Tu hai girato il film "Io Don Giovanni" di Carlos Saura che è stato presentato all'ultima edizione del Festival del Cinema di Roma, e interpretavi un personaggio molto famoso : Wolfagang Amadeus Mozart. Come ti ha "trovato" Carlos Saura, e come ti sei preparato ad interpretare un personaggio così noto.

La cosa è divertente, io prima di fare "Io Don Giovanni" avevo fatto solamente un'altra piccola cosa, L'Unione Italiana Casting, seleziona ogni anno un po' di ragazzi per fargli fare un film a episodi promozionale, e nel 2004 io avevo fatto uno di questi che si chiamava "Colpo di pistola", e poi non avevo fatto altre cose.

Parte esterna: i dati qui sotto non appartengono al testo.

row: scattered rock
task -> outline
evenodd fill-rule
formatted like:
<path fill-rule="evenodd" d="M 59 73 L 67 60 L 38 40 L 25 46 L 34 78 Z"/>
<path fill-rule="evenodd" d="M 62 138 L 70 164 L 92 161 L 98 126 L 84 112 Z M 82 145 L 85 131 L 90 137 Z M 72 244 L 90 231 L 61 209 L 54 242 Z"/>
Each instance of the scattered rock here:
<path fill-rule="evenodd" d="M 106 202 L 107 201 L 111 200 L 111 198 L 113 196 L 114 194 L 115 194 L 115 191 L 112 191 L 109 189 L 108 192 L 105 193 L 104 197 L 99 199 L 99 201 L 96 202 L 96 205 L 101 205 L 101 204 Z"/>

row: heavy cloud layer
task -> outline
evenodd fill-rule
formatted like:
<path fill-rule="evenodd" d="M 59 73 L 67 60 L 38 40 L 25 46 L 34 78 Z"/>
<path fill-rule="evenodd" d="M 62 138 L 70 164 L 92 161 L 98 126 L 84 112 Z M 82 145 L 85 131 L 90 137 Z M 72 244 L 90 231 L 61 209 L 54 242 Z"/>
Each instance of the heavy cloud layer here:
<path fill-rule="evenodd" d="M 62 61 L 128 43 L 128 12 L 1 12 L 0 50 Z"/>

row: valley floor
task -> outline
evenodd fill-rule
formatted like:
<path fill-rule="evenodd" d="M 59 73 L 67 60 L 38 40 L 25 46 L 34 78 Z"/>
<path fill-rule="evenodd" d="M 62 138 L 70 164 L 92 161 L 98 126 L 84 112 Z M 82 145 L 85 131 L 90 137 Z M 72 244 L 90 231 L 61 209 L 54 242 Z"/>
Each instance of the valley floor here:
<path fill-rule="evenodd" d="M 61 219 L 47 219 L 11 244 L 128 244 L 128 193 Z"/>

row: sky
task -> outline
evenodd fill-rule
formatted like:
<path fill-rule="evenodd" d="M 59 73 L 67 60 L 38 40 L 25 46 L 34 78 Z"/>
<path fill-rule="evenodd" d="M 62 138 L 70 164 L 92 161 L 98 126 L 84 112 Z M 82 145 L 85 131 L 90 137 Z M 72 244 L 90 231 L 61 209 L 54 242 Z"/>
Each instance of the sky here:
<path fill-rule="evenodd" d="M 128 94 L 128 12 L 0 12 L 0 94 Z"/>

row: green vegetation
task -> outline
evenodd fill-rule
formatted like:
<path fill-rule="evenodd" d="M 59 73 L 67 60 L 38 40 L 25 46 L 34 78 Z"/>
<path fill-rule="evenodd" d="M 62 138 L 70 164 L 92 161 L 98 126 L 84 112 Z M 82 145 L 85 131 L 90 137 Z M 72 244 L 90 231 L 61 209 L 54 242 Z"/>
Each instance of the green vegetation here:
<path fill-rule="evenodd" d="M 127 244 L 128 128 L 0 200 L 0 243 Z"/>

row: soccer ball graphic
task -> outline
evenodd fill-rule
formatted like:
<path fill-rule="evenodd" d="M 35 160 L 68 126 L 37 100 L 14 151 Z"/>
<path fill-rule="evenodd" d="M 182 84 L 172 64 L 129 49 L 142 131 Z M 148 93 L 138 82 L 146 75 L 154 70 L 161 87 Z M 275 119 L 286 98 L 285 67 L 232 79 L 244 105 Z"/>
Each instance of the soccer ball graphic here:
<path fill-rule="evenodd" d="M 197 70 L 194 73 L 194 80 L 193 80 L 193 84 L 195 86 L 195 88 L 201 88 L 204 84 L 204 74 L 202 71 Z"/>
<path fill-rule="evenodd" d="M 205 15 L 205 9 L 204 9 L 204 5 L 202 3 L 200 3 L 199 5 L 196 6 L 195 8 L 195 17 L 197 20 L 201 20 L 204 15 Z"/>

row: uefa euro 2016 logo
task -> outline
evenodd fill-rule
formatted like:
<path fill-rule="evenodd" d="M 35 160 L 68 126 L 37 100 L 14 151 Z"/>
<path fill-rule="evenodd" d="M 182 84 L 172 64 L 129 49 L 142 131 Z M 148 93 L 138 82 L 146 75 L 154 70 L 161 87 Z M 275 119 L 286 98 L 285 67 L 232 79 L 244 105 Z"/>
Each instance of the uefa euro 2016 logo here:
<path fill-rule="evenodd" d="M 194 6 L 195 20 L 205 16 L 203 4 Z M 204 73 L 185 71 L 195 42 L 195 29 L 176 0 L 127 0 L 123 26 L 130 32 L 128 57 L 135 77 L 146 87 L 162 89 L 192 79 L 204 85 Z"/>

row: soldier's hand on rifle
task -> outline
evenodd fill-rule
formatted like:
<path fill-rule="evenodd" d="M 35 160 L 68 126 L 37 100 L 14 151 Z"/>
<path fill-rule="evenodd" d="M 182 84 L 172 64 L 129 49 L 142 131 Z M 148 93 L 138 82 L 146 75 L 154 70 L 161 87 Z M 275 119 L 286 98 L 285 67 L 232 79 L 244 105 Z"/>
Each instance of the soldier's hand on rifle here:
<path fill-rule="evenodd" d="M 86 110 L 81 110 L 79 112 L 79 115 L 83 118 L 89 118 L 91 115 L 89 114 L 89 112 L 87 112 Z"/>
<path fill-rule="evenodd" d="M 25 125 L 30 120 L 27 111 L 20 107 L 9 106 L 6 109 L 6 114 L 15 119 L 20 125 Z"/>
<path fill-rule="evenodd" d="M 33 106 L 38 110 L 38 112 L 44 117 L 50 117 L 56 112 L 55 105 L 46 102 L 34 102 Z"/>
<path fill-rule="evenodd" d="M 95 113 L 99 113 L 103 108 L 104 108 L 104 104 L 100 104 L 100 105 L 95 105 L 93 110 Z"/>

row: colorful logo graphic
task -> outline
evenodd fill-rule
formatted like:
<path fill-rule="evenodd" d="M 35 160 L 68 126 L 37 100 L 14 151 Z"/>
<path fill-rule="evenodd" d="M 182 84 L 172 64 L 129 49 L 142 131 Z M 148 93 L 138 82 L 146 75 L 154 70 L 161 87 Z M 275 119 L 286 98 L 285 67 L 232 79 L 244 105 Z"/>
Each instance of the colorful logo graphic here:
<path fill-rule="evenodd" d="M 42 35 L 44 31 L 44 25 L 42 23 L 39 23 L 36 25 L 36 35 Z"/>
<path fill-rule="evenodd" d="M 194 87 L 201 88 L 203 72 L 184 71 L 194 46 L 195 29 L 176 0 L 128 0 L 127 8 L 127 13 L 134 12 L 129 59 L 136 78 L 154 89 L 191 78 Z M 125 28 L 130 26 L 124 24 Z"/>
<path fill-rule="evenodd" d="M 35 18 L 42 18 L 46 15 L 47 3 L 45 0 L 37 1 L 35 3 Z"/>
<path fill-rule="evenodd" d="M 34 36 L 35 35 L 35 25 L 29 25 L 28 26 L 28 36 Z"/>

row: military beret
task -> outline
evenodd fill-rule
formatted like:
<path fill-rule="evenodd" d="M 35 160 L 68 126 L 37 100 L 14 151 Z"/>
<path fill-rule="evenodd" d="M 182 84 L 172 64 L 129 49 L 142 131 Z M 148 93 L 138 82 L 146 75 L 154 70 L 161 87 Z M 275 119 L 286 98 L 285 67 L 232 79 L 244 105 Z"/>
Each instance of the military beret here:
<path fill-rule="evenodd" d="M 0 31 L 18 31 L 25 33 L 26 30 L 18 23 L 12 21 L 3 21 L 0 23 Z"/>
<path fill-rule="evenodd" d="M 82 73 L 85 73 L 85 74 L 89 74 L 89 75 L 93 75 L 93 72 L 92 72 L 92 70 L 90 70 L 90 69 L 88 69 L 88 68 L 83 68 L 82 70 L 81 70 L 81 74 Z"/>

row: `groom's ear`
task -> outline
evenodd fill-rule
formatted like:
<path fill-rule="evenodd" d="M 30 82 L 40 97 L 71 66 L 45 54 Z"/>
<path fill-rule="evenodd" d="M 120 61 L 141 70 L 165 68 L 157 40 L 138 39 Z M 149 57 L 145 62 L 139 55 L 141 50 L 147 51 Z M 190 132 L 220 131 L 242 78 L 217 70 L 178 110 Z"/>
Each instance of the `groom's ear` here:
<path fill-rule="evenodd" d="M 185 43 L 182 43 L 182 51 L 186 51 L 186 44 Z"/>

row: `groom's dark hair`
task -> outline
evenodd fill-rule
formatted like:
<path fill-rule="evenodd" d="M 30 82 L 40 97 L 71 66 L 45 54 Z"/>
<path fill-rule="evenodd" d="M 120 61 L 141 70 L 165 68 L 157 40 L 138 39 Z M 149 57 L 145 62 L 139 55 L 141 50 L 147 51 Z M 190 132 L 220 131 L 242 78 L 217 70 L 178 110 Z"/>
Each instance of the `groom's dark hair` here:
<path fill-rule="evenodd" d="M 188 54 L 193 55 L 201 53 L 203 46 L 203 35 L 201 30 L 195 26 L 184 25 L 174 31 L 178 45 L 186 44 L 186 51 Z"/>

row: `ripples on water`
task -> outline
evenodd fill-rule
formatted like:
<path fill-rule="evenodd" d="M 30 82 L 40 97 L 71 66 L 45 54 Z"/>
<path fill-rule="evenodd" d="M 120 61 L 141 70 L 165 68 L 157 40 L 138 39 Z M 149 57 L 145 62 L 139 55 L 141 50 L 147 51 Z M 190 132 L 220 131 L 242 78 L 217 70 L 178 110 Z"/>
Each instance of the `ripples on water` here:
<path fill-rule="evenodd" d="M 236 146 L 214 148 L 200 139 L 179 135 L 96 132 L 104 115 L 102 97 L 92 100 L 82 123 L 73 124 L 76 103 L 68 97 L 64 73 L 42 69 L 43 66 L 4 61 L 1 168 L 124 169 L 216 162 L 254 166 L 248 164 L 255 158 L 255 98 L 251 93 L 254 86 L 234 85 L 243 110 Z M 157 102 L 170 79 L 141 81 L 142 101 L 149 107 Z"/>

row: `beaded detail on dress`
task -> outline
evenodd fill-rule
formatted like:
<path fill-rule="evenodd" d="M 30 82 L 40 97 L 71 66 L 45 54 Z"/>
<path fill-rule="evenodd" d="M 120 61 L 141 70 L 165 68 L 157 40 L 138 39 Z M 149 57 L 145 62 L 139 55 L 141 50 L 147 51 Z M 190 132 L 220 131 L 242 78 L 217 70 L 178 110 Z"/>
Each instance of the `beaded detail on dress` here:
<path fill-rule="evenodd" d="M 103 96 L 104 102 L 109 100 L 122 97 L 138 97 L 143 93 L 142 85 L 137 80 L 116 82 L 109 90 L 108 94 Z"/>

Nel maggio dello scorso anno mi chiamò Laura Muccino, perchè sapeva che io suonavo il pianoforte, mi disse che serviva un attore che sapesse anche suonare un po' il piano...per cosa non mi fu detto. Andai là a fare questo provino, dove c'era anche Lorenzo Balducci (nel film interpreta Lorenzo Da Ponte il librettista del Don Giovanni di Mozart). Passa un po' di tempo, mi dicono che Carlos Saura stava cercando un ragazzo per interpretare Mozart, aveva visto il mio provino , gli era piaciuto e mi voleva incontrare, c'è stato quindi un secondo provino con Carlos, e quindi mi hanno preso per fare il film. Ci sono degli aneddoti rocamboleschi sulle mie uscite sul set, ad esempio alla prova costume ho sbagliato prova è ho fatto la prova con le comparse,entrai in una grande stanza dove il ragazzo della costumeria mi ha dato dei panni da contadino, e io pensavo..mi piace questa cosa siamo tutti insieme, poi l'aiuto regista mi ha riconosciuto e ha detto ma devi fare Mozart che stai a fare qui! Mi hanno imparruccato a dovere, vestito come una specie di punk settecentesco. Io comunque l'interpretazione l'ho affrontata un po' in maniera punk, nel senso che io Mozart lo conoscevo per aver studiato musica da bambino e poi da ragazzo, e attraverso altre letture musicali mie di questi anni, per cui non mi sono particolarmente documentato per il film, ho lavorato su quella che era la mia memoria su Mozart, per far venir fuori la cosa più originale, e più mia possibile, volevo fare un lavoro in cui mi riconoscessi, volevo rendere non tanto la mimica di Mozart, ma il suo entusiasmo, la sua passione, del divertimento, dell'allegria, e della necessità di fare musica che questo gigante aveva e che ha fatto arrivare fino a noi. Mi sono preparato, anche dimenticando come lo avevano interpretato altri attori, perchè credo sia un po' un ostacolo, ad esempio Tom Hulce nel bellissimo film "Amadeus" di Milos Forman, aveva fatto un lavoro di un certo tipo, anche un lavoro importante, però essendo il taglio del film di Saura diverso, con un Mozart preso già negli ultimi anni della vita, io preferito fare più di testa mia. Sul set mi sono trovato benissimo, Carlos Saura è una persona rara, straordinaria, il maestro Vittorio Storaro mi sono trovato molto bene. C'era un clima di lavoro idela non avrei potuto chiedere un esordio più facile.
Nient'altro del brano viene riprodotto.